A “side-effect measure” should penalize unnecessary actions (necessity), understand what was caused by the agent vs. caused by the environment (causation) and penalize irreversible actions (asymmetry).
Hence, an agent may be penalized for an outcome different from an “inaction baseline” (where the agent would not have done anything) or for any irreversible action.
However, those penalties introduce bad incentives to avoid irreversible actions but still let them happen anyway (for instance preventing a vase to be broken to gain a reward, then break the vase anyway to go back to the “inaction baseline”). Relative reachability provides an answer to this behaviour, by penalizing the agent for making states less reachable than there would be by default (for instance breaking a vase makes the states with an unbroken vase unreachable) and leads to safe behaviors in the Sokoban-like and conveyor belt gridworlds.
Open questions about this approach are:
How exactly should we compute the “inaction baseline” or the “default state”?
How well could it work with AGI?
I thank Daniel Filan and Jaime Molina for their feedback, and apologize for the talks I did not summarize.
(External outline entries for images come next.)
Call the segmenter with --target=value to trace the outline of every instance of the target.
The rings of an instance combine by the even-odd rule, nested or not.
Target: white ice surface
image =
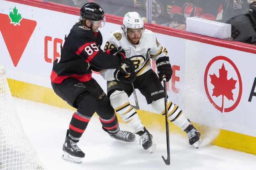
[[[111,138],[102,129],[96,116],[78,143],[85,154],[83,162],[67,161],[61,158],[62,146],[74,111],[18,98],[13,100],[27,136],[48,170],[256,169],[255,155],[206,145],[206,141],[196,149],[184,136],[171,133],[171,165],[166,165],[161,157],[167,156],[165,133],[149,129],[157,144],[151,153],[138,143]],[[120,126],[130,130],[124,124]]]

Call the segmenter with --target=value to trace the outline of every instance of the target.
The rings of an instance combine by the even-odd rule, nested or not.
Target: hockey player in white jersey
[[[159,43],[151,31],[145,29],[143,20],[136,12],[124,16],[121,28],[112,33],[106,43],[107,51],[121,46],[126,57],[132,61],[136,75],[128,75],[118,69],[107,69],[101,74],[107,80],[108,95],[111,105],[124,121],[138,134],[145,150],[153,152],[156,146],[152,135],[142,124],[136,111],[130,104],[128,97],[133,91],[131,82],[151,105],[156,112],[164,115],[164,93],[161,83],[163,76],[166,81],[171,78],[172,71],[167,50]],[[159,78],[151,69],[149,59],[156,61]],[[159,81],[160,80],[160,81]],[[190,145],[198,148],[200,133],[182,114],[177,105],[168,100],[168,117],[170,121],[187,134]]]

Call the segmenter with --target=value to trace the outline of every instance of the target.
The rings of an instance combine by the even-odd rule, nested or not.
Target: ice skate
[[[190,122],[189,120],[188,120]],[[184,131],[187,133],[190,145],[193,145],[196,148],[198,149],[201,135],[199,131],[196,129],[193,124],[190,124]]]
[[[156,144],[153,140],[153,137],[148,131],[144,127],[143,130],[139,131],[136,134],[140,135],[139,144],[142,143],[142,146],[144,149],[148,150],[151,153],[153,153],[156,147]]]
[[[108,132],[112,138],[127,142],[132,142],[135,140],[135,135],[132,132],[119,130],[117,133],[112,133]]]
[[[68,135],[68,130],[62,147],[63,153],[62,157],[68,161],[78,164],[82,163],[82,158],[84,157],[85,154],[77,146],[76,143],[71,140]]]

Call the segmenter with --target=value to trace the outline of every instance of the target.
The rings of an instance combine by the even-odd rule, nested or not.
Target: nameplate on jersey
[[[91,29],[91,28],[88,28],[88,27],[85,26],[79,26],[78,27],[86,30],[90,30]]]
[[[113,34],[116,40],[118,41],[122,38],[122,34],[120,33],[115,33]]]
Thanks for summary of some of the talks!
Just to avoid some unnecessary confusion, I’d like to point out the name of the event was Human-aligned AI Summer School.
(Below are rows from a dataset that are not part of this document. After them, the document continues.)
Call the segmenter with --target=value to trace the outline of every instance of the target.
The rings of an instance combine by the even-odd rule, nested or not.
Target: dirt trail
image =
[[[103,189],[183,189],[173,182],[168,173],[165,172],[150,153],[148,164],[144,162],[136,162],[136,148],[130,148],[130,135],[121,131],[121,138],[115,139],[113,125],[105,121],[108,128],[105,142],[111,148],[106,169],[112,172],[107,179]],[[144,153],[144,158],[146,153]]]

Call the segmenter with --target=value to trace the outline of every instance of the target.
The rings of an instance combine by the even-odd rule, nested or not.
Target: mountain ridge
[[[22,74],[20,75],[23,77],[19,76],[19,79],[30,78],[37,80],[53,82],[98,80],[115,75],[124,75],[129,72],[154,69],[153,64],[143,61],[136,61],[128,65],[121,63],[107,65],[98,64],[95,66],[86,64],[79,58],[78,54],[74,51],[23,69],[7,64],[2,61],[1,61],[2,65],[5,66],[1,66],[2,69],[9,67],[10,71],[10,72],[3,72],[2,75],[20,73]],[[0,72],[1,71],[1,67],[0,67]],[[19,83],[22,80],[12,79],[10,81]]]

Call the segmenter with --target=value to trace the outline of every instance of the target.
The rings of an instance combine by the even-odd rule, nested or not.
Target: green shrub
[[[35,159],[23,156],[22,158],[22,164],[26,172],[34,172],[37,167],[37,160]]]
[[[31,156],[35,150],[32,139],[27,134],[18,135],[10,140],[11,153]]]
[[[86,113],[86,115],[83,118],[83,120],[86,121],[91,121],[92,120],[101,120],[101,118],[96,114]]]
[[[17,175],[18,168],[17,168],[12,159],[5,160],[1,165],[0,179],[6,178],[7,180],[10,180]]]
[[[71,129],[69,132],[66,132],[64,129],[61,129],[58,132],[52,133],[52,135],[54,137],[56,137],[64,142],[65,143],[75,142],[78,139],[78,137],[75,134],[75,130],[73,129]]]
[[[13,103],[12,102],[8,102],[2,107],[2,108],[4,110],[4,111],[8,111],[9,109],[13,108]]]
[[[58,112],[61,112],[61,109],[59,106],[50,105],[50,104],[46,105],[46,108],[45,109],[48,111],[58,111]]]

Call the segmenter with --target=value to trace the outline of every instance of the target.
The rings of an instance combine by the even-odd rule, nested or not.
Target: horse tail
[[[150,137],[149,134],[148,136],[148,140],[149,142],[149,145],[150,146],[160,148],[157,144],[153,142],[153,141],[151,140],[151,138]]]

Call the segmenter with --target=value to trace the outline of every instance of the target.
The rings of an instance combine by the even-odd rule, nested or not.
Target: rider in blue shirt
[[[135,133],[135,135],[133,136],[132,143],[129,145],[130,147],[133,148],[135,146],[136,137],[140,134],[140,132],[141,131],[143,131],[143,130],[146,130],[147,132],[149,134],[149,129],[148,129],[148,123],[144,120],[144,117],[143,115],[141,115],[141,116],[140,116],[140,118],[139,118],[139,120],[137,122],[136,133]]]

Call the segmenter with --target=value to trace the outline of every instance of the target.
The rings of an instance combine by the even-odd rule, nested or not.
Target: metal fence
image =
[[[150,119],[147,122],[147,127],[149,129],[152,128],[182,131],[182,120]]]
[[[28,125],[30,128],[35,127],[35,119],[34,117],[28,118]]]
A different event, AI Safety Camp, is also happening in Prague, in October.
While there is a substantial overlap between both organizers and participants, the events have somewhat different goals, are geared toward slightly different target audiences. The summer school is pretty much in the format of an “academic summer school”, where you have talks, coffee breaks, social events, and similar structured program, but usually not something like substantial amount of time to do your own independent research. The camp is the complement—lot of time to do independent research, not much structured program, no talks by senior researchers, no coffee breaks and also no university backing.
Maybe, at some point we may try some mixture, but now there are large differences. It is important to understand them and have different expectations from each event.
I agree that the “Camp” in the title was confusing, so I changed it to “Summer School”. Thank you!
Written as “Human-Aligned Summer School”, I first read it as an educational experiment aimed at not making kids suffer. For some reason I find the misinterpretation hilarious.
Added “AI” to prevent death from laughter.